Metabolic and nutritional disorders associated with the severity of the HG are likely to develop, and fetomaternal morbidity increases [17]. In the present study, we found that serum the 25OHD3 levels were significantly lower in the severe HG group when compared to the control group. These results could be explained by inadequate calcium and vitamin D intake due to nausea and vomiting. In the literature, more than 60% of these patients were determined to have thiamine, riboflavin, vitamin B6, vitamin A, retinal binding protein, and vitamin K deficiencies [18]. Chiossi et al. reported that HG patients developed Wernicke’s encephalopathy due to their thiamine deficiencies [19]. In addition, Corona G et al. reported the development of osmotic demyelination syndrome in these patients due to their metabolic disorders and hyponatremia [20]. In another study, Shigemi et al. reported that fetal coagulation developed in HG patients due to a vitamin K deficiency [21].
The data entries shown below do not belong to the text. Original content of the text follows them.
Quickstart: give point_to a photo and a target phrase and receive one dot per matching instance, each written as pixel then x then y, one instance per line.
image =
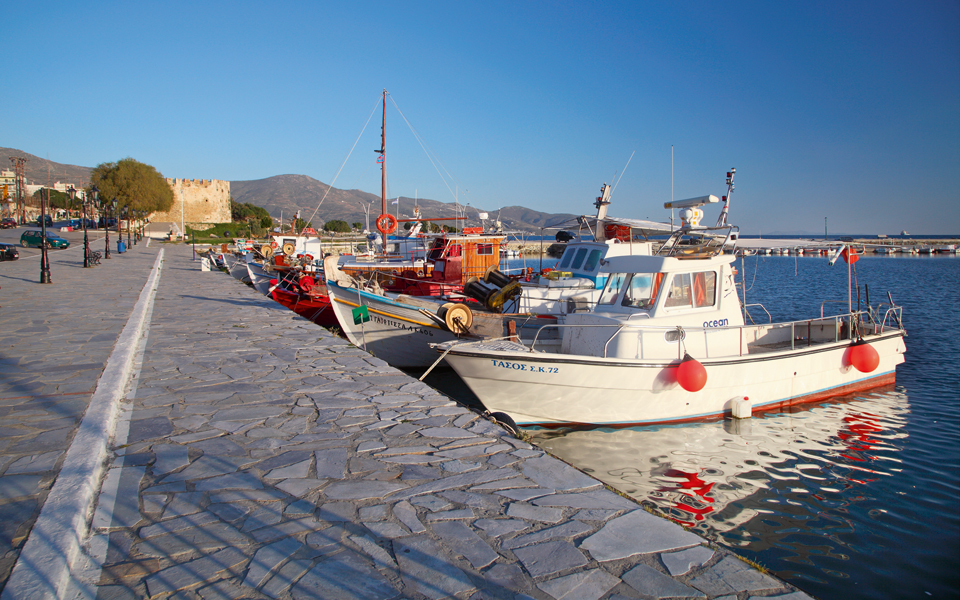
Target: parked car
pixel 9 252
pixel 34 238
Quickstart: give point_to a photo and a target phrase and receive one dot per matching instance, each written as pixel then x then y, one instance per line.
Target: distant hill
pixel 40 171
pixel 289 193
pixel 286 194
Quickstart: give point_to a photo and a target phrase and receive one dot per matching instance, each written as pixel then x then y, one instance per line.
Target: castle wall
pixel 197 201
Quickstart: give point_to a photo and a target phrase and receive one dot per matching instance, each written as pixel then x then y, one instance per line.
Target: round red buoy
pixel 863 357
pixel 691 375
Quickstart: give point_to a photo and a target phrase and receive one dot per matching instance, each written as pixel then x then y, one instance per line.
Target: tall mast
pixel 382 160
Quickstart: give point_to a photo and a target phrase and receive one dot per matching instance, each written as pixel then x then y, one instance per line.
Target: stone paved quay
pixel 257 455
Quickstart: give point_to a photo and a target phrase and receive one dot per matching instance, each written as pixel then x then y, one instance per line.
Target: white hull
pixel 239 270
pixel 395 333
pixel 259 278
pixel 542 388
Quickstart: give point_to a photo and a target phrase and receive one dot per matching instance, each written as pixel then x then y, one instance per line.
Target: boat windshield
pixel 639 289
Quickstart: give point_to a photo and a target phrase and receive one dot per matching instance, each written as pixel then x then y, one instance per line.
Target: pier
pixel 169 432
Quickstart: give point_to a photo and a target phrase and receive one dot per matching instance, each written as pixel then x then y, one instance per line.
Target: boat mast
pixel 382 159
pixel 722 220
In the current study, we found that the severe HG group exhibited significantly greater weight loss when compared to the control group. In pregnancy, body fat increases lead to peripheral estrogen production. It has been demonstrated that the maternal estrogen levels, which have an anabolic effect on bone mineral density, increase during pregnancy [22, 23]. Both the compensatory mechanisms and increased estrogen production provide adequate calcium supplies for both the mother and the fetus [16]. In the presence of severe HG, our results indicated that certain regulatory mechanisms, such as intestinal calcium reabsorption via increased 25OHD3 were inadequate. In addition, in the presence of inadequate gestational weight gain, maternal estrogen production will inevitably be affected. Therefore, the present study hypothesized how this situation would affect the maternal bone health.
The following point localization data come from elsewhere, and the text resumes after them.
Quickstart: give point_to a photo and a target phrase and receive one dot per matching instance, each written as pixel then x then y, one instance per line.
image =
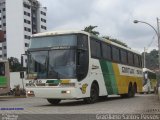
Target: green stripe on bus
pixel 3 80
pixel 109 77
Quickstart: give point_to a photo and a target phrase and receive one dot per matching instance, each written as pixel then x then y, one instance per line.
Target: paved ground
pixel 139 104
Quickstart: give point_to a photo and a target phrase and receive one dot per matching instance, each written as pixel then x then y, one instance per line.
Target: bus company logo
pixel 83 88
pixel 9 117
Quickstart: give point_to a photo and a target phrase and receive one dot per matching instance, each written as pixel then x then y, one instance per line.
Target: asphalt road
pixel 146 103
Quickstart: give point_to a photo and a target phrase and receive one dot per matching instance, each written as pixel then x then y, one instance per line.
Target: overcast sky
pixel 114 18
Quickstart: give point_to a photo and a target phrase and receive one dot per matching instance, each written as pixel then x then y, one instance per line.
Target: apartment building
pixel 19 19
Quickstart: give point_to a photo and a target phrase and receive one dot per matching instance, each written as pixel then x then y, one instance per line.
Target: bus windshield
pixel 57 62
pixel 53 41
pixel 57 57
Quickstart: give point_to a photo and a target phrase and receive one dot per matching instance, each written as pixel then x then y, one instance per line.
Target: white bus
pixel 77 65
pixel 149 81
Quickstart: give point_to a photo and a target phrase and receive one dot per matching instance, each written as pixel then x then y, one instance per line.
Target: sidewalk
pixel 7 97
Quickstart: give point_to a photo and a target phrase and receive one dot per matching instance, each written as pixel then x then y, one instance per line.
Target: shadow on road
pixel 81 102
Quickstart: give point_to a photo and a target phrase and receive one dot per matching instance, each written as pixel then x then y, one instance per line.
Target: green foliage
pixel 151 59
pixel 116 41
pixel 15 65
pixel 91 30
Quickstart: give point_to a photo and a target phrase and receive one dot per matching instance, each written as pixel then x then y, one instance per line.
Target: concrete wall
pixel 15 79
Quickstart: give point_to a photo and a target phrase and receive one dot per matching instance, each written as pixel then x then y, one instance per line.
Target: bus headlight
pixel 67 84
pixel 66 92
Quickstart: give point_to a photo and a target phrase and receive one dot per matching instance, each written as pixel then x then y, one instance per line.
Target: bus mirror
pixel 22 61
pixel 21 75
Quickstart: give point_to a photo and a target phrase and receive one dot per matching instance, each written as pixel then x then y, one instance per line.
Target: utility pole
pixel 158 42
pixel 144 61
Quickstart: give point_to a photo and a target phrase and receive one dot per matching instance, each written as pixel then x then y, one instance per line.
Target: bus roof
pixel 146 69
pixel 52 33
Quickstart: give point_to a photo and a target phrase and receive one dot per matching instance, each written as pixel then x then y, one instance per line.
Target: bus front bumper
pixel 55 93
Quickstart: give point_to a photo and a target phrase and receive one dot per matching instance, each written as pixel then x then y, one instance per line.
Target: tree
pixel 90 29
pixel 116 41
pixel 15 64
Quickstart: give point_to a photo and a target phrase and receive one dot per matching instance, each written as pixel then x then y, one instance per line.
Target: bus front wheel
pixel 54 101
pixel 94 94
pixel 131 91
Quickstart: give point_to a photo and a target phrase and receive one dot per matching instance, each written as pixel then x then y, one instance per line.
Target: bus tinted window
pixel 95 49
pixel 130 58
pixel 2 69
pixel 136 61
pixel 115 54
pixel 140 61
pixel 106 51
pixel 123 56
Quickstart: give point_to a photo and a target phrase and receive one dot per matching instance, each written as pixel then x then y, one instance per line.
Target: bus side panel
pixel 3 81
pixel 109 77
pixel 124 80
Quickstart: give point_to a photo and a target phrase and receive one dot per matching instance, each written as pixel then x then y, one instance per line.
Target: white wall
pixel 15 28
pixel 16 80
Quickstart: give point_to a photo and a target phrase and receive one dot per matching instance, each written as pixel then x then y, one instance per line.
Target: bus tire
pixel 94 94
pixel 133 90
pixel 130 91
pixel 54 101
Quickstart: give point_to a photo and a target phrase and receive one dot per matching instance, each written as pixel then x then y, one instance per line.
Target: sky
pixel 114 18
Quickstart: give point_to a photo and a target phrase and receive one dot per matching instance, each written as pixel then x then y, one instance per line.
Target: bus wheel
pixel 54 101
pixel 94 94
pixel 130 91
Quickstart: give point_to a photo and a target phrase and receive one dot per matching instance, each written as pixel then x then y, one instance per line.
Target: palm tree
pixel 90 30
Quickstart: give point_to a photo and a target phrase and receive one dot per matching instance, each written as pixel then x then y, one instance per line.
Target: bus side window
pixel 2 69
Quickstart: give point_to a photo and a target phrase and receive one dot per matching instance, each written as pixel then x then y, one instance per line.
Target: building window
pixel 4 24
pixel 26 45
pixel 43 20
pixel 27 29
pixel 43 27
pixel 4 47
pixel 27 37
pixel 5 55
pixel 27 21
pixel 26 6
pixel 26 13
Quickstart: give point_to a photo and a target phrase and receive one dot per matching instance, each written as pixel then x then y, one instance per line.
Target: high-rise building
pixel 19 19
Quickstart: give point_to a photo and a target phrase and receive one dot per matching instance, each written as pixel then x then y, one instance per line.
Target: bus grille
pixel 46 84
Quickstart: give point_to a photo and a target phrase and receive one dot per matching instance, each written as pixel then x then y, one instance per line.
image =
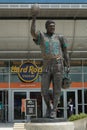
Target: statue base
pixel 49 124
pixel 46 120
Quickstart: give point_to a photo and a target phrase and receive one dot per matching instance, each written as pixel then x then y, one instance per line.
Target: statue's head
pixel 50 26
In the literature, it has been reported that pregnancy is associated with decreased bone mineral density, and that approximately 5% or more of the total maternal bone mass is mobilized [24, 25]. Currently there are some diagnostic procedures for evaluating the bone mineral density; however, their safe use in pregnant women has not yet been proven, and some are not recommended [26]. NTx which has a specific monotype amino acid sequence for bone tissue, can be used as a specific and stable indicator in the measurement of bone resorption [27]. In the present study, we found that the urine NTx levels were significantly higher in the severe HG group when compared to the control group. There are a few studies in the literature evaluating maternal bone health during pregnancy via bone resorption markers. For example, Ettinger et al. reported that a 1200-mg daily calcium carbonate supplementation during pregnancy reduced the NTx levels when compared to a placebo. In their study, the dietary calcium supplementation suppressed the maternal bone mobilization [28]. Similarly, Jonakiraman et al. showed that dietary calcium supplementation reduced the NTx levels in the third trimester [29]. In another study, Liu et al. reported that among 36 pregnant Chinese women with inadequate dietary calcium intakes, calcium supplementation significantly decreased the bone resorption markers [30].
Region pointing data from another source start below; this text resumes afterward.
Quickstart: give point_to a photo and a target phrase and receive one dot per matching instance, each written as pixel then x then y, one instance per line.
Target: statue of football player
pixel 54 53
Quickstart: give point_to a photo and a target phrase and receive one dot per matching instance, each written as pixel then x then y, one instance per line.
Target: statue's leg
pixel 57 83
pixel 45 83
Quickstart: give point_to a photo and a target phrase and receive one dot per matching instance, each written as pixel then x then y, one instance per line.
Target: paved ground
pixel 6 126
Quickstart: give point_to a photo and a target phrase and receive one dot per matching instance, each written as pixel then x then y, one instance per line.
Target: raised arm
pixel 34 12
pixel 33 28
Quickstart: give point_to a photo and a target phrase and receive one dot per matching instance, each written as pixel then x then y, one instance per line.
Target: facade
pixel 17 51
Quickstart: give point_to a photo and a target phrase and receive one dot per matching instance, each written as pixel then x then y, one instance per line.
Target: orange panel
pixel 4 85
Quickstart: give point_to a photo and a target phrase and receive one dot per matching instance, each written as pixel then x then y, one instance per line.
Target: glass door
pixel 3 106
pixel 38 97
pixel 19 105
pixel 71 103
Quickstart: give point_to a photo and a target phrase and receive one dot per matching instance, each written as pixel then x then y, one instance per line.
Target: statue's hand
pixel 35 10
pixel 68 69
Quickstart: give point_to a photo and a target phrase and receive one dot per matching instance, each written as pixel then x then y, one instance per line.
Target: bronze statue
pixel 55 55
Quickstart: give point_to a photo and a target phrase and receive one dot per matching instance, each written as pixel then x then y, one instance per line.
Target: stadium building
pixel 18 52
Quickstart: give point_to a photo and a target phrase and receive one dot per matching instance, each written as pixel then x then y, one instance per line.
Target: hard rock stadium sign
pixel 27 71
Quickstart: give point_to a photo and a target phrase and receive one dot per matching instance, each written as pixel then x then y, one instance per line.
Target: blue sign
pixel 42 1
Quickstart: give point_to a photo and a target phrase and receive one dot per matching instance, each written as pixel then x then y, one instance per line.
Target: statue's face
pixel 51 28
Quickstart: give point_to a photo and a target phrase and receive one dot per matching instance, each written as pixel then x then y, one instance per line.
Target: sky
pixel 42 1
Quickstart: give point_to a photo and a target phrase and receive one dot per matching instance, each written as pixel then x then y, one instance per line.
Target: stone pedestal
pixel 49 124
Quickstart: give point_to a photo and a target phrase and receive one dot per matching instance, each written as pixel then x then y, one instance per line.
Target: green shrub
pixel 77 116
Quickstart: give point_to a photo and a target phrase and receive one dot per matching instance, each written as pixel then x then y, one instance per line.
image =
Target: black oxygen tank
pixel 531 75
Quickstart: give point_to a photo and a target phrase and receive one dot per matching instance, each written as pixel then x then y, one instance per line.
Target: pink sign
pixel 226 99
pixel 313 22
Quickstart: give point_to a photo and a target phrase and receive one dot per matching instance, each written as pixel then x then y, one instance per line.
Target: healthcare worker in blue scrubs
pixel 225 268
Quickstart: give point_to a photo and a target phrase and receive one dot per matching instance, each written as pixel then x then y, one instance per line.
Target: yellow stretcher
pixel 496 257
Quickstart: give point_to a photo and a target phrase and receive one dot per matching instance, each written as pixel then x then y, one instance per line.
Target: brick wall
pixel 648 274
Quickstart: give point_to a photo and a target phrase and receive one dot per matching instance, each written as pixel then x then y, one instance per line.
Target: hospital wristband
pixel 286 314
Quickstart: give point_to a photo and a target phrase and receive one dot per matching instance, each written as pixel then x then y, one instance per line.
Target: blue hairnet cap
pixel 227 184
Our findings can be interpreted as; Pregnancy may impact a woman’s bone mass, which is an important determinant of her subsequent risk of osteoporosis [31]. The possibility that the intrauterine programming of fetal bone growth may be an important determinant of osteoporosis is now being considered [32]. New evidence showed that maternal dietary deficiencies during pregnancy may be associated with a lower bone mass in her offspring later in life [33, 34]. Women’s with severe HG may have an increased risk for lower bone mass in offspring due to maternal dietary deficiency and increased maternal bone mobilization.

Conclusions

The data from the present study indicated that severe HG is associated with increased urine NTx levels. Large-scale studies are required to understand the clinical importance of this finding, in addition to the long-term consequences of elevated urine NTx levels and the underlying mechanisms.